カレント・グループ(Current Group)のコンソーシアムには、最新の情報ではカレント・コーポレーション(Current Corporation)、ゲット・ナイス・ホールディングス(Get Nice Holdings)、ソフィテル・マカオ(Sofitel Macau)とサクセス・ユニバース(Success Universe)が含まれている。2019年には50億米ドル(約5280億円)の投資をする準備があると指南した。
二期&チャウフー(パークビュー)グループ(The NIKI & Chyau Fwu (Parkview) Group)は日本と台湾の企業が協力し、新たにIR競争へ参入した。同グループは「佐世保市の九州・長崎IRを中心とし、そこから最先端技術を駆使した大村湾のスーパー・スマート・コミュニティの実現へと広げることを提案します」とテーマを掲げている。現在も九州圏ではコンソーシアムに参画する企業を探している模様。
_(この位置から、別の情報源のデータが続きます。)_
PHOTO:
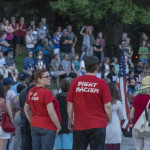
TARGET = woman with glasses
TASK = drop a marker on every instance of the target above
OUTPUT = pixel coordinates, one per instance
(45, 118)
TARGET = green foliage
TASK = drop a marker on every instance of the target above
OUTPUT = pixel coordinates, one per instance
(92, 11)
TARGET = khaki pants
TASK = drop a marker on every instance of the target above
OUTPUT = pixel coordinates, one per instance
(141, 141)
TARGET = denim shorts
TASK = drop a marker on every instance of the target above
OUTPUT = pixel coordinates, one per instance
(144, 61)
(42, 139)
(64, 141)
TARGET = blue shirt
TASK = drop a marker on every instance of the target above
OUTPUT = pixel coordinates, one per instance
(28, 63)
(57, 40)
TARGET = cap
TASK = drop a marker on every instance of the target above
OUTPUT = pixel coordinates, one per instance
(65, 30)
(7, 81)
(22, 76)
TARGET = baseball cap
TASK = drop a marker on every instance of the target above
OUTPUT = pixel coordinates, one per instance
(7, 81)
(65, 30)
(22, 76)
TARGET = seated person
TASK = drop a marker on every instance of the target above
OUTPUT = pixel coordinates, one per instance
(55, 68)
(66, 65)
(76, 65)
(3, 68)
(39, 61)
(10, 63)
(3, 43)
(29, 64)
(44, 46)
(112, 75)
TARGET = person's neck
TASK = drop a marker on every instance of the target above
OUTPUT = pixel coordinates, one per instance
(89, 73)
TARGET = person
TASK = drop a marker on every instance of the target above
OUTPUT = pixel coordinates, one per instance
(143, 55)
(21, 80)
(39, 61)
(9, 32)
(3, 68)
(25, 125)
(15, 106)
(76, 65)
(90, 117)
(105, 67)
(10, 64)
(3, 43)
(73, 37)
(131, 82)
(29, 65)
(97, 49)
(1, 85)
(66, 66)
(112, 75)
(140, 101)
(20, 39)
(102, 44)
(113, 130)
(45, 118)
(64, 139)
(115, 64)
(30, 41)
(4, 106)
(86, 41)
(65, 45)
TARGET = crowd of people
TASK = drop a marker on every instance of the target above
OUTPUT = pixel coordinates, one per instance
(82, 109)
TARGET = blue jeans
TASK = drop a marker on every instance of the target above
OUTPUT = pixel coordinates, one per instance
(95, 137)
(42, 139)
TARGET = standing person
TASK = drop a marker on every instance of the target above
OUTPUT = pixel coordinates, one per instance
(64, 139)
(15, 27)
(102, 43)
(86, 42)
(45, 118)
(9, 31)
(89, 97)
(73, 37)
(143, 55)
(113, 130)
(65, 45)
(140, 101)
(97, 49)
(20, 41)
(4, 106)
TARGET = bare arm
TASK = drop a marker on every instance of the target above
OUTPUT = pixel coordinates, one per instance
(108, 111)
(9, 110)
(27, 110)
(70, 114)
(132, 113)
(53, 116)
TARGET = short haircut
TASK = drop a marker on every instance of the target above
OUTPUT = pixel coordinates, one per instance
(65, 84)
(1, 77)
(91, 63)
(38, 74)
ワンキュウシュウ(One Kyushu)のコンソーシアムにはTTLリゾーツ(TTL Resorts)、ピクセルカンパニーズ(Pixel Companyz)、フランスのグループ・パルトゥーシュ(Groupe Partouche)が参画している。ピクセルカンパニーズ代表取締役社長の吉田弘明氏は以前、長崎県の離島を活用するIR開発を計画していた。
オシドリ・グループ(Oshidori Group)は香港で上場しているオシドリ・インターナショナル・デベロプメント(Oshidori International Development)と北米の先住民カジノ事業者のモヒガン・ゲーミング&エンターテイメント(Mohegan Gaming & Entertainment)が力を合わせる。オシドリは以前から長崎県にコミットしていたが、モヒガンとの提携は力強い。モヒガンは以前、北海道苫小牧市でのIR開発を目論んでいたが、北海道の鈴木直道知事がIR整備を見送っため断念した。
コンソーシアム間の激しい競争が予想され、長崎県としては観光資源の活用方法など多くのアイディアを聞く機会があることはプラス材料になる。(AGB Nippon)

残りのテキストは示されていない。